Michael Hernandez is president of the Undergraduate Student Government at the University of Connecticut
One week ago, the Undergraduate Student Government’s Governing Board issued a non-binding vote of no confidence in light of my support of free speech legislation and private comments that were published online. This decision has generated confusion and controversy among the student body, so it is important to clarify the nature of this legislation and the context of my comments. More importantly, we need to come together as a student government and campus community to reaffirm our commitment to shared governance, free speech and inclusion at a time when our country is not providing frameworks of civil discourse due to increasing political polarization.

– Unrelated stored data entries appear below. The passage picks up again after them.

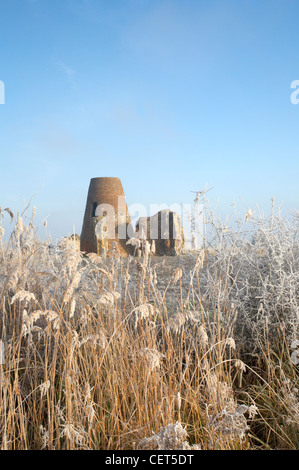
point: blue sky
(168, 95)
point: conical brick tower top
(106, 218)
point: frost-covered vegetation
(194, 352)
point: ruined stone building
(166, 229)
(106, 218)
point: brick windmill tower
(106, 218)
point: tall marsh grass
(198, 351)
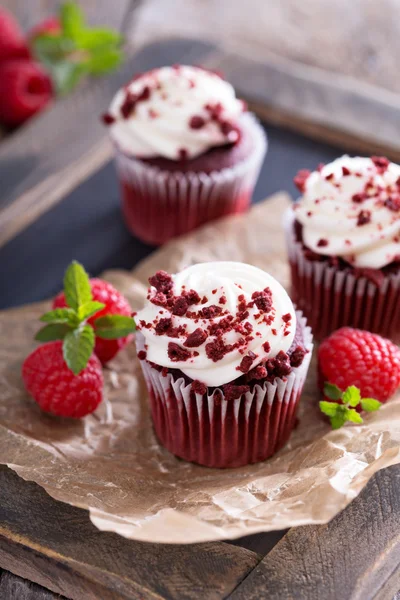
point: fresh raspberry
(50, 26)
(56, 389)
(115, 304)
(12, 41)
(26, 89)
(366, 360)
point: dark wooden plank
(354, 557)
(16, 588)
(56, 546)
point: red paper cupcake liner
(215, 432)
(331, 298)
(158, 205)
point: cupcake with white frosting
(344, 246)
(187, 150)
(225, 357)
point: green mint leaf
(60, 315)
(353, 416)
(370, 404)
(111, 327)
(52, 331)
(352, 396)
(89, 309)
(328, 408)
(78, 346)
(332, 391)
(66, 75)
(104, 60)
(98, 37)
(77, 288)
(72, 19)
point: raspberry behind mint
(115, 304)
(56, 389)
(353, 357)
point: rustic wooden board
(55, 545)
(354, 557)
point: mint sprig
(70, 324)
(343, 405)
(77, 50)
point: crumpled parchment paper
(111, 464)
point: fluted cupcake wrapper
(331, 298)
(159, 205)
(215, 432)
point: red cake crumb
(381, 163)
(199, 388)
(297, 356)
(180, 306)
(263, 300)
(196, 122)
(108, 119)
(192, 297)
(162, 281)
(176, 353)
(393, 203)
(364, 217)
(196, 338)
(232, 392)
(301, 178)
(209, 312)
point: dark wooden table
(356, 556)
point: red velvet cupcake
(225, 357)
(186, 150)
(343, 238)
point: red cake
(187, 151)
(344, 246)
(225, 358)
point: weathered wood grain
(55, 545)
(354, 557)
(16, 588)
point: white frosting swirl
(160, 125)
(353, 215)
(230, 280)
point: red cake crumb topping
(196, 338)
(233, 392)
(162, 281)
(393, 203)
(196, 122)
(381, 163)
(301, 178)
(199, 388)
(108, 119)
(364, 217)
(176, 353)
(263, 300)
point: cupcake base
(215, 432)
(160, 204)
(331, 298)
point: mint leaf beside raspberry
(75, 323)
(341, 406)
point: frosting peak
(174, 112)
(351, 208)
(216, 321)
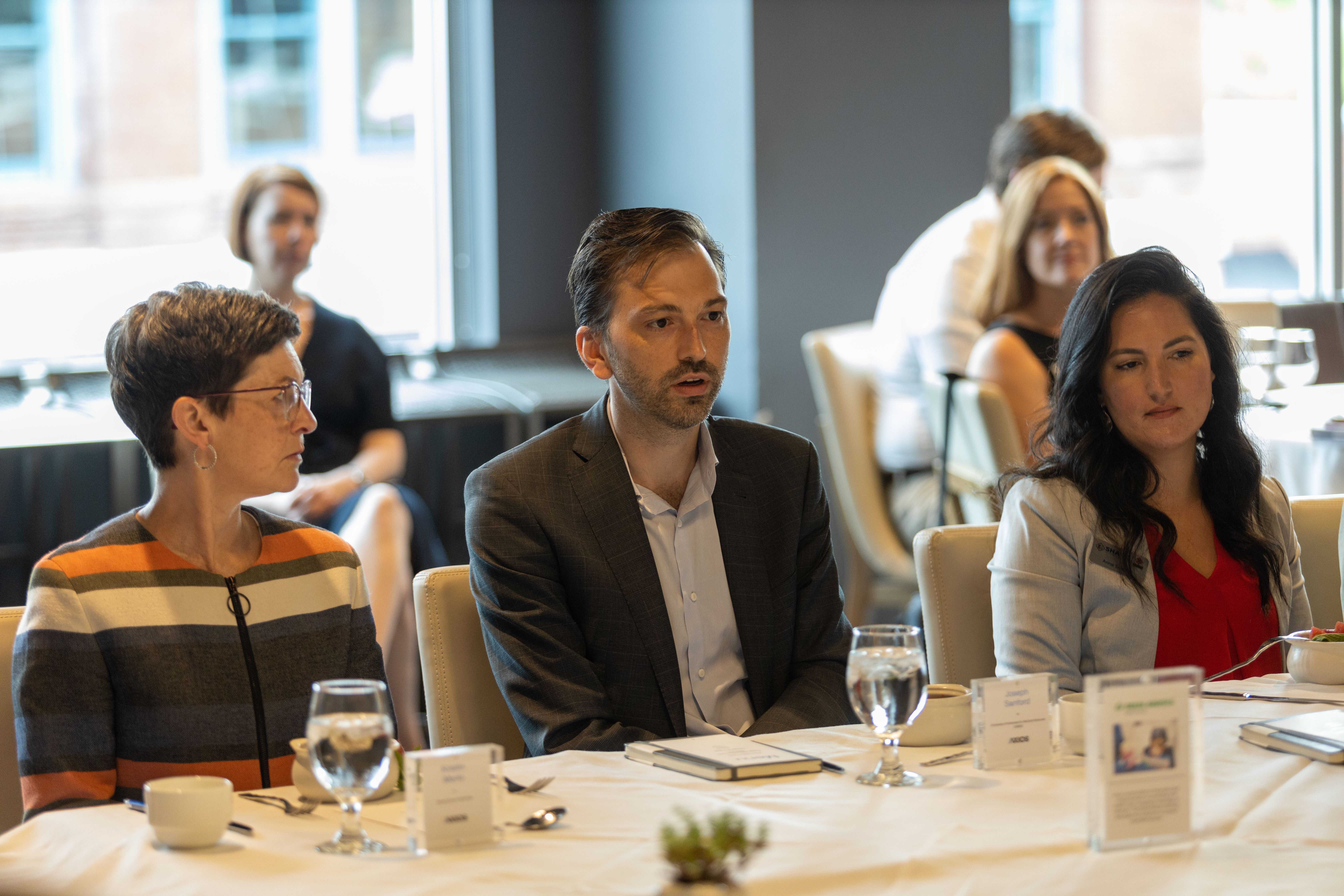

My comments regarding minoritized and marginalized groups were taken out of two contexts. First, my comments were taken out of the context of a private conversation that took place over the course of two days, which ranged from topics such as free speech to the cultural moment we are living in. Second, my comments were taken out of the context of my personal experience. As someone who has experienced marginalization because of my immigration status and ethnicity, I understand the boundaries of free speech and the bigotry that lurks behind many political and civic movements. For instance, one of my family members in Honduras was murdered during a municipal campaign in 2014 for offering a platform that challenged the political orthodoxy and power structure of my hometown. In Honduras and the rest of the world, free speech has a high price. Protecting free speech is deeply personal for me.
Fortunately, I have been able to overcome this family tragedy and my experiences with marginalization by using my voice to advocate for myself and others. Supporting and authoring USG’s free speech legislation is another example of my track record of empowering the most vulnerable members of our community, which includes working on the historic Afford to Dream Act and increasing representation in Stamford’s Advanced Placement classes. I have full faith and confidence that reaffirming free speech in the undergraduate student government and in the campus community at-large will empower all UConn students and help the most marginalized voices resist erasure. The free speech legislation is not a call to bigotry and hate speech but rather a call to speak freely and openly regardless of political orientation and self-identification.
Moreover, free speech is a value that has formed part of the social and political fabric of the United States since its founding. In fact, one of the key functions of universities is to create spaces where students can express themselves openly and freely and learn from each other’s ideas, even if there are disagreements. Thus, USG’s free speech legislation calls for the adoption of the Chicago Statement, which is one of the strongest affirmations of free speech by a major university and has been adopted by 81 institutions nationwide. Indeed, it is no secret that American universities promote values such as free speech. This commitment to speech enables shared governance in the public and private sectors and provides cohesion during times of disagreement and polarization.
In the era of cancel culture, increased polarization and political violence, it will be crucial for universities to protect free speech. The commitment to free speech (and by extension shared governance) starts at the grassroots level with students. It is a difficult conversation to have when our political leaders have abandoned some of these values and turned to partisan and ad hominem attacks. However, we are the new generation committed to the old values, and we have a responsibility to protect spaces such as the undergraduate student government that are built to empower all voices. I have confidence in shared governance, and I have full faith that we can have a conversation about free speech.